A healthy, prolific and strong pheromoned queen stands out in the hive, she weaves in and out of the other bees as if they are frozen in time and only she has the ability to move - rarely if ever does she stand still and only occasionally will you ever catch her feeding herself from an open cell of nectar.
Queens that are just present but not active as above are weak queens, either virgin or poorly scented for the role of queen in a hive. It is better to bring a NEW (unrelated) queen into the hive than it is to try and make a new one from this same hive - generally speaking, you can only create a queen of equil value to the failed queen you have now by raising another from the same hive.
Time is quickly running out for any egg laying, but if you hae a fairly sizable bee count in the hive, I wouldn't worry much about THAT issue.
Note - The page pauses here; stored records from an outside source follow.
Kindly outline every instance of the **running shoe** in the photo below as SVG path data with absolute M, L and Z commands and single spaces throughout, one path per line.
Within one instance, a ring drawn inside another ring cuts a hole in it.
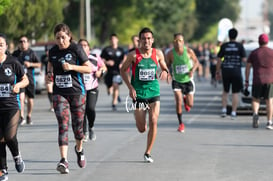
M 57 171 L 59 171 L 61 174 L 69 173 L 68 162 L 65 160 L 65 158 L 62 158 L 57 164 Z
M 254 114 L 253 118 L 252 118 L 252 127 L 253 128 L 258 128 L 259 127 L 259 115 L 258 114 Z
M 144 154 L 144 161 L 147 162 L 147 163 L 153 163 L 154 162 L 154 160 L 152 159 L 151 155 L 148 154 L 148 153 Z
M 75 146 L 75 152 L 76 152 L 76 155 L 77 155 L 77 162 L 78 162 L 79 167 L 80 168 L 85 168 L 86 160 L 85 160 L 85 156 L 84 156 L 84 153 L 83 153 L 83 149 L 82 149 L 81 152 L 78 152 L 77 148 Z
M 187 112 L 191 110 L 191 107 L 187 104 L 186 96 L 183 96 L 184 107 Z
M 96 136 L 95 131 L 94 131 L 93 128 L 91 128 L 89 130 L 89 139 L 92 140 L 92 141 L 95 141 L 97 139 L 97 136 Z
M 117 111 L 116 105 L 114 105 L 114 104 L 112 105 L 112 110 L 113 110 L 113 111 Z
M 184 133 L 185 132 L 185 125 L 183 123 L 179 124 L 177 131 Z
M 27 116 L 27 124 L 29 124 L 29 125 L 33 124 L 30 116 Z
M 20 125 L 23 126 L 24 124 L 26 124 L 26 120 L 24 117 L 20 118 Z
M 22 173 L 25 170 L 25 162 L 23 161 L 21 155 L 19 154 L 18 156 L 14 157 L 14 162 L 15 162 L 15 168 L 17 172 Z
M 272 123 L 271 122 L 267 122 L 267 124 L 266 124 L 266 129 L 270 129 L 270 130 L 272 130 L 273 129 L 273 125 L 272 125 Z
M 221 117 L 224 118 L 227 116 L 227 112 L 226 111 L 222 111 Z
M 121 98 L 120 98 L 120 96 L 118 96 L 118 102 L 121 102 Z
M 0 181 L 8 180 L 8 172 L 6 169 L 0 171 Z
M 88 137 L 89 137 L 88 132 L 84 133 L 83 141 L 84 141 L 84 142 L 87 142 L 87 141 L 88 141 Z
M 231 115 L 230 115 L 230 118 L 231 118 L 232 120 L 235 120 L 236 117 L 237 117 L 236 114 L 231 114 Z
Requeening though will quickly regain the hive mentality needed for PROPER clustering - there is more that just balling up to keep warm all Winter, there is a technique about it, something driven by the pheromonal scent of the queen and without that, the bees have a very small chance of surviving the Winter.
Hope all that helps, but even if it seems too late to requeen for egg laying purposes, there are many more issues that are necessary for hive survival and requeening seems to be the best answer here.